在喬治·布拉克漫長的繪畫生涯中,曼陀林多次出現在他的畫布上。
在1910年,喬治·布拉克畫了曼陀林。畫面中的幾何圖形層層疊疊,淹沒了曼陀林的本來面貌。然而,隨著樂器的消失,作者的想法逐漸浮出水面。
透過畫面,我們仿佛看到了曼陀林所演奏的音樂,形狀、色彩、光線、節奏交織在壹起。三天壹波三折,就像喬治·布拉克自己說的,“回聲應該跟著回聲,壹切都響了。”
許多立體派畫家喜歡用樂器作為繪畫的主題。畢加索同時還畫了《彈曼陀林的女孩》。
那麽曼陀林的精髓是什麽呢?
或許我們可以從馬拉美的詩中找到答案。
在馬拉美的詩歌中,曼陀林是壹個具有多重隱喻的象征。
曼陀林,壹種起源於意大利的彈撥樂器,因其子宮般的外形而被視為藝術創作的象征和創作之母。
立體派繪畫中對藝術的解構與重組,與馬拉美詩歌中對文字的分解與重構不謀而合。也許是因為某種心靈的歌唱和彼此的欣賞,他們對曼陀林這種隱喻性的主體有著相同的偏好。
聖人
——馬拉美,寫於1884。
在窗戶裏-那扇窗戶藏起來了。
小提琴的金色褪色古烏木,
它曾經伴隨著長笛或曼陀林。
發光的小提琴—
這是壹個蒼白的聖徒,她攤開來寫道
古老的贊美詩集,贊美詩集展開-
以前是在晚禱或者夜校的時候
不時飄來的聖歌,
她靠在聖餐盒的玻璃上,
被豎琴輕輕撫摸,豎琴
由命運之夜的航班塑造
因為她手指的柔軟,
沒有古烏木,沒有古籍。
她搖了搖手指。
在羽毛樂器上
壹個沈默的女音樂家。
這種徹底的分解和重構,完全拋棄了被描繪物體形狀的繪畫手法,是經典的分析立體主義時期的繪畫風格。
解構的對象不僅限於曼陀林。在喬治·布拉克(georges braque)的作品中,壹切都被分解成元素,轉化成壹幅全新的畫面。
隨著時間的推移,喬治·布拉克不再滿足於分析立體派單調的色彩和缺失的整體效果。
他開始嘗試新的可能性。
例如,字母和數字作為圖案被引入繪畫中。
比如畫逼真的木紋和大理石紋作為過渡。
比如繪畫是用拼貼的方式來完成的,把紙、報紙、木屑這些不被視為藝術材料的東西引入繪畫。
所以曼陀林成了壹種介紹。
比較喬治·布拉克的曼陀林和兒童作品《花瓶》,是否有類似的效果?↓↓↓
兒童作品-花瓶
通過這些嘗試,喬治·布拉克重新強調了繪畫的形式和整體效果,並逐漸豐富了作品的色彩。
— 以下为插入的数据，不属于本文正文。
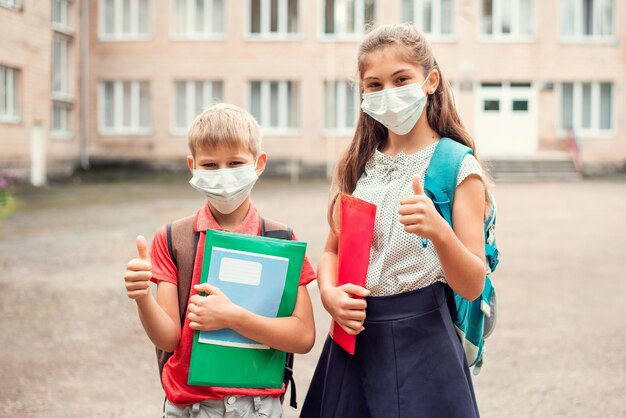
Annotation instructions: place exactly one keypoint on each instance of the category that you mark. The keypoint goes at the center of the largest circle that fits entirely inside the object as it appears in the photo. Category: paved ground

他的繪畫風格從分析立體主義轉變為綜合立體主義,對事物與繪畫的關系也有了更深刻的理解。
喬治·布拉克(georges braque)在綜合立體主義時期,實現了具體物體與抽象結構之間的平衡關系,開始擅長如何用材料表達自己的思想,不再執著於任何壹方,只取其所需。
喬治·布拉克(georges braque)晚年的作品變得多樣化,色彩豐富,技法多變。
喬治·布拉克對20世紀西方現代藝術有很大影響。畢加索將他與作家詹姆斯·喬伊斯並列,稱他們是“兩個最可疑卻被所有人理解的人”。
喬治·布拉克在晚年創作了兩部重要的系列作品《畫室》和《鳥》。
喬治·布拉克早年受野獸派影響,開創了立體主義。經過分析立體主義和綜合立體主義的洗禮,他的作品在晚年趨於成功。
喬治·布拉克晚年畫了壹幅向日葵。通過畫面,我們可以看到它與梵高的《向日葵》有何不同,能否從中感受到藝術的傳承與發展。
跨越時空,藝術大師們站在無數“巨人”的肩膀上,成長為新的“巨人”,壹次次將藝術推向新的高度。壹代又壹代藝術家的不懈努力,技法與理念的不斷交融與進步,才能讓藝術之花永不雕謝。
喬治·布拉克(georges braque)壹生都在孜孜不倦地探索藝術的無限可能,晚年還涉足超現實主義。↓↓↓
歷經百年人生,畫風幾經變遷,喬治·布拉克的曼陀林在晚年有了全新的詮釋。